My layout currently is on a single layer board and I will move to a 2-layer board to minimize loop areas of signals that drive the gates of the MOSFETS – but wouldn't the inductance of the transformer always cause some ringing? If so, how can I be sure that it won't damage my chip? The half-bridge driver that I'm using is MAX15019 and it can tolerate -5V to 130V at the output pin so I'm mostly concerned about the negative transients.
The following schematic shows the circuit. The graphs are measured at nodes A and B with respect to GND (this is also where the transformer's primary is connected). Note that I have tried various values for the gate resistors and using a higher one usually just leads to more power loss in the transistors. As mentioned before, I am concerned with minimizing negative transients – particularly when the transformer is connected.
Best Answer
There are two things you can do (and are probably already doing, although maybe not quite the way your circuit requires):
Shunt the spikes to a supply with fast diodes. Even if you did not design this, you are already doing it, at least via the parasitic diodes of the MOSFETs in the half bridge. By using dedicated diodes, e.g. Schottky diodes, you can lower the power dissipation inside the bridge.
Limit the slew-rate of your bridge. You could (and probably already do) use a snubber circuit as passive solution, and/or use a small capacitor to provide negative feedback from the half bridge's output to its driver (make sure you provide negative feedback!).
As with all HF electronics, the sizing can be tricky because you'll either have to accurately model the parasitics of your circuit or adjust your circuit until it happens to work well enough. Unfortunately, either too much or too little could destroy your circuit. For example:
If the parasitics of your circuit, possibly after adding a snubber, resonate, you may have even more ringing, killing your MOSFETs faster.

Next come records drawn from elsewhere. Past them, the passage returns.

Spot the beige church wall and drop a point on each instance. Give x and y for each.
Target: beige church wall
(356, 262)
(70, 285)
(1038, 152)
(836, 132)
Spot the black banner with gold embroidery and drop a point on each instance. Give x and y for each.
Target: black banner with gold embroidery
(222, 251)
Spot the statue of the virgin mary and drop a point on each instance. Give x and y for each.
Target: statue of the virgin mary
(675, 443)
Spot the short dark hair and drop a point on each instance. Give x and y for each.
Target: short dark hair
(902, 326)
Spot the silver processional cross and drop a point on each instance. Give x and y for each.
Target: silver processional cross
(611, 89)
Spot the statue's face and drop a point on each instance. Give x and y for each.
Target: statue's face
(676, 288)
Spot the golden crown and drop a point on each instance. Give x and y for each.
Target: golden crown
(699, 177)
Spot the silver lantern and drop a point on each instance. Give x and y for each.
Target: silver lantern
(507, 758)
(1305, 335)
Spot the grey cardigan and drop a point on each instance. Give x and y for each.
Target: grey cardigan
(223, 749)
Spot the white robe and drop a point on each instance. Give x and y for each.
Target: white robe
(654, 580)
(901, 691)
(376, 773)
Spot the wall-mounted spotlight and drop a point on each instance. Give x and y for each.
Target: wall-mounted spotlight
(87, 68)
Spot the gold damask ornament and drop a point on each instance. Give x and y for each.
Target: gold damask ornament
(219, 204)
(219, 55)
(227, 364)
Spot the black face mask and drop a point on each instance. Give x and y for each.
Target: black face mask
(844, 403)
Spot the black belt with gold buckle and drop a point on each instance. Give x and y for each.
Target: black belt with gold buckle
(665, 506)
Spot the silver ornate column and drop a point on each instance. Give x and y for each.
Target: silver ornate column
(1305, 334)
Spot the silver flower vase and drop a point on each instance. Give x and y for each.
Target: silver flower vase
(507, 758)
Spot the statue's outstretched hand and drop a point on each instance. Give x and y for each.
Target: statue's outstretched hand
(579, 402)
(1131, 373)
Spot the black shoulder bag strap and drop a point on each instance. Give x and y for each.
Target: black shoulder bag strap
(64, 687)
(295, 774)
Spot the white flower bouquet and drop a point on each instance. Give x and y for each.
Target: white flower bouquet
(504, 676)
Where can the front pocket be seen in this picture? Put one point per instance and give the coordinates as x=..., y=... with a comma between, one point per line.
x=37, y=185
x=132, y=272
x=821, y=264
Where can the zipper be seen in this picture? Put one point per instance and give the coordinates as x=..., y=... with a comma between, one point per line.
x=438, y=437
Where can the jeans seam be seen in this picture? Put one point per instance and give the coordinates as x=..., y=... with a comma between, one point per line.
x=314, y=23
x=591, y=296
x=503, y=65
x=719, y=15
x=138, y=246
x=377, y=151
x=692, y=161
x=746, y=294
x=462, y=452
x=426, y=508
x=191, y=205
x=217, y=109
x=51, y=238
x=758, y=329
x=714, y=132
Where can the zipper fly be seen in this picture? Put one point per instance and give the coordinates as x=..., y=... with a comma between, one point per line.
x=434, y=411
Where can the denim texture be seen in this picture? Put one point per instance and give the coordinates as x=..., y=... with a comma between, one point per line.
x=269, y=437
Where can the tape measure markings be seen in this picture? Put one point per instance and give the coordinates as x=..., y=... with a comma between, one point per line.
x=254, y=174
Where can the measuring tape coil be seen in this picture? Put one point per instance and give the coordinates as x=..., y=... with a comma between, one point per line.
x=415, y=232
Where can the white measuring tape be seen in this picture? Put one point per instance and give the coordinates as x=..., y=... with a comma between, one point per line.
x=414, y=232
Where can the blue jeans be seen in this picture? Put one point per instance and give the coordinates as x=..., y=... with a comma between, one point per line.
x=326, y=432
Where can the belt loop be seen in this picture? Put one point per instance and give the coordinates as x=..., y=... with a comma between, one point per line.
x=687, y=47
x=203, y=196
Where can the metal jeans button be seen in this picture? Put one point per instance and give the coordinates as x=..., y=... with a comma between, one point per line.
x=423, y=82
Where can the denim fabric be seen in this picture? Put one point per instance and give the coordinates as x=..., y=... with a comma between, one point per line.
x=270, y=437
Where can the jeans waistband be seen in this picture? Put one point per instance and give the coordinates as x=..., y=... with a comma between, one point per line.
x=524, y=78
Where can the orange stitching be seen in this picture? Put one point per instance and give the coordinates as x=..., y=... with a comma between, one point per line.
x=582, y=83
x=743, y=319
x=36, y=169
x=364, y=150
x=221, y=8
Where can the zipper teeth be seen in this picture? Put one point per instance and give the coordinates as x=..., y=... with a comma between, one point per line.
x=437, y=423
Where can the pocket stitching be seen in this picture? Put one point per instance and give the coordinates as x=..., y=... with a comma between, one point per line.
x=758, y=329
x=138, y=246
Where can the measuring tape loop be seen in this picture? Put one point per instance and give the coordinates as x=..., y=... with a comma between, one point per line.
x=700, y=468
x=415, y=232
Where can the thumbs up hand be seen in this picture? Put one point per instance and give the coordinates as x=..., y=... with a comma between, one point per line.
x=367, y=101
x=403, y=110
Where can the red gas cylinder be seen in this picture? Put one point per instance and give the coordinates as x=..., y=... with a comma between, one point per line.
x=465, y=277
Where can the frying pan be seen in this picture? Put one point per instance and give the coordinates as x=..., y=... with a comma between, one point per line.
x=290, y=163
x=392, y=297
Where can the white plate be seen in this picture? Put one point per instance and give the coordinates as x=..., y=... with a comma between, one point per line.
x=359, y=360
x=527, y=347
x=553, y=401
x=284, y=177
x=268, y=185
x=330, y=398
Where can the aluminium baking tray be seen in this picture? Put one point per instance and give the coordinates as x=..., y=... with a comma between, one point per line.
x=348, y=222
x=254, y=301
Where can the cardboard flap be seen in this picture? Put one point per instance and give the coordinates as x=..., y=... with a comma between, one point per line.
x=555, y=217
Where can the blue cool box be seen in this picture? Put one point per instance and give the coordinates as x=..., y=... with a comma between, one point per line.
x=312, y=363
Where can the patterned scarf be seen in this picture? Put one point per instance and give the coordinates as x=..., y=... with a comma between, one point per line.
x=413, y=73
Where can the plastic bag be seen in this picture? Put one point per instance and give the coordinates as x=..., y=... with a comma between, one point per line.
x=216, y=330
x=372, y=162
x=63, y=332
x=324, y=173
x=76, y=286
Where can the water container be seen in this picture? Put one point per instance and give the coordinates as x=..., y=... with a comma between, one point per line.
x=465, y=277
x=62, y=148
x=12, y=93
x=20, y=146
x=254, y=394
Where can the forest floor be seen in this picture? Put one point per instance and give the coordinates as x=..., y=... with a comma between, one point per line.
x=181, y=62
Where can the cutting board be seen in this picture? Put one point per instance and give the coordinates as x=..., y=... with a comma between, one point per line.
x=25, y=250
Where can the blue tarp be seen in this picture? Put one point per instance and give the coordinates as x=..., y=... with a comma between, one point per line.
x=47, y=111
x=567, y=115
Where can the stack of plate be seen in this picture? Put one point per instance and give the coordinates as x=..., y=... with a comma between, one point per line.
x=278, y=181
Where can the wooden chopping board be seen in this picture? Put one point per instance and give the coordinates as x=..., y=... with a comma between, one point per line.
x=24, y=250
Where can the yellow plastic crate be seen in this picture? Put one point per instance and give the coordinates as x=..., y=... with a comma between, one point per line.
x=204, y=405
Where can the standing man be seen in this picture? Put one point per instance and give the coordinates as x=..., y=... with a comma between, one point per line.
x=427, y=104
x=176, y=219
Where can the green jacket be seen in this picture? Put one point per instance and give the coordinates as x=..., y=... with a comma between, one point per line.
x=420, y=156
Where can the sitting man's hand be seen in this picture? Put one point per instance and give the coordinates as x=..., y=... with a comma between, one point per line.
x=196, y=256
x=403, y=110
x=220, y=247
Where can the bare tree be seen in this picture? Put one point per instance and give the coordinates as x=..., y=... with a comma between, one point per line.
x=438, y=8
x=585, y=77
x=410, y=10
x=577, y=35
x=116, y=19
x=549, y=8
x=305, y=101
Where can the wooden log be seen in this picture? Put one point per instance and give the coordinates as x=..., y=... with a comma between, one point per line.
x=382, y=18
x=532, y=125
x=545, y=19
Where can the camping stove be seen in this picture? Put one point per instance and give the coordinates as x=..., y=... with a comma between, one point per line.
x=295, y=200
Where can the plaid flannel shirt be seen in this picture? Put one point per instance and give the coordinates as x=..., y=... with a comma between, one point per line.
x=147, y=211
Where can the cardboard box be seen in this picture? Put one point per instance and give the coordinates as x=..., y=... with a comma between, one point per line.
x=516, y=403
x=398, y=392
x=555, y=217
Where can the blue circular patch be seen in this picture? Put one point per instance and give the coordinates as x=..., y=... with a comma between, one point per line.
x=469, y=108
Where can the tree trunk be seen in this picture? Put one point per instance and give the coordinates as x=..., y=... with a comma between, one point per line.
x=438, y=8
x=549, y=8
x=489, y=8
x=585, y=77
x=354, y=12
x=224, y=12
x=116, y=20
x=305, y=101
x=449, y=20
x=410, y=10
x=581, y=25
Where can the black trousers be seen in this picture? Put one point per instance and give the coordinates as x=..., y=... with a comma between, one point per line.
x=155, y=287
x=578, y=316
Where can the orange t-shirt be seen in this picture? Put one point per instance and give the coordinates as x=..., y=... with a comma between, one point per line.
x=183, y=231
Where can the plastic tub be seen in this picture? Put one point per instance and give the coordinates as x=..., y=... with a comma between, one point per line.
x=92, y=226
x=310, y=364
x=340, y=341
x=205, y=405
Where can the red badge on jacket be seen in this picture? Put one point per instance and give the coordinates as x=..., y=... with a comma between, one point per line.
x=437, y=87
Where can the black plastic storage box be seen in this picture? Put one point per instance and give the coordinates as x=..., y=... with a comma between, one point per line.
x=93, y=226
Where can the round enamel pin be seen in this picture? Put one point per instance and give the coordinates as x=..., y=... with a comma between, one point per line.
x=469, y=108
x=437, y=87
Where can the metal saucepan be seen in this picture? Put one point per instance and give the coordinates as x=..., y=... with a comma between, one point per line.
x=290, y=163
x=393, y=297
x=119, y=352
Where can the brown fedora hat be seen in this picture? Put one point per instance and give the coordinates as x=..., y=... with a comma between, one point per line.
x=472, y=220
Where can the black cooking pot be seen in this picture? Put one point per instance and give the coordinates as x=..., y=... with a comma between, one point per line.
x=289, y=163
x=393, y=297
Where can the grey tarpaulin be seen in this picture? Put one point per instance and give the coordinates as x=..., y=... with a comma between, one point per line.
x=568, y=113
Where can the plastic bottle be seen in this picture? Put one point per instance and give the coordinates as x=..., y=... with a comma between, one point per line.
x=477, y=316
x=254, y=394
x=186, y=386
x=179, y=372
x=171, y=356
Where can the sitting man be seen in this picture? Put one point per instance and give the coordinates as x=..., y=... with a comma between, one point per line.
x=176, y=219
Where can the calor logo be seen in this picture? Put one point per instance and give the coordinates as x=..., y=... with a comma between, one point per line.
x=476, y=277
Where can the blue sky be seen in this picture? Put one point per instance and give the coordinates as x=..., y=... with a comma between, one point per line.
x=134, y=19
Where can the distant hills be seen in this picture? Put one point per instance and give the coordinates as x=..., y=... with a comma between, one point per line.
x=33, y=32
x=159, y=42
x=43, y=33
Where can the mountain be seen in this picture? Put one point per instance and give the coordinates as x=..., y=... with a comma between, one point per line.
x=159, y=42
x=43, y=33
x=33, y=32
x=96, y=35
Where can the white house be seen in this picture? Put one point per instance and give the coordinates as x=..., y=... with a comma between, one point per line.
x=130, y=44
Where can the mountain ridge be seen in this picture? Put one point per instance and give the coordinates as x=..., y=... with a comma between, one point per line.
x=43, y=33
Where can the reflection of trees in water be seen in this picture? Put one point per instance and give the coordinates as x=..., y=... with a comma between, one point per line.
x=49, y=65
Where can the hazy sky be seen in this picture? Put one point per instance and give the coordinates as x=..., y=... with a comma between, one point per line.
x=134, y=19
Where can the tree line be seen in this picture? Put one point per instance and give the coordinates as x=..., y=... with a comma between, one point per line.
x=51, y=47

Too little slew-rate-limiting leads to stronger ringing and can kill your MOSFETs. Too much slew-rate-limiting increases the power dissipation while switching and can kill your MOSFETs.
EDIT:
I didn't see the schematics before. With these, we see that (just as the IC manufacturer in its typical operating circuit) you did not bother with details such as snubbers. Hence, whilst switching, much of the current flowing through your inductor can only go into parasitic elements in your circuit. The total switching time in your circuit is probably on the order of 50 ns (gate resistance of your circuit is 5 ohm discrete plus 1 to 3 ohm driver IC output resistance, and the
gate"input" capacitance is given as typically 7.7 nF in the MOSFET datasheet). During some of this time, we need an alternative path for the current, a snubber circuit. A diode to a rail is a start; a capacitor parallel to it or across the inductor may help, too, but needs care because you do not wish to create a problematic resonance.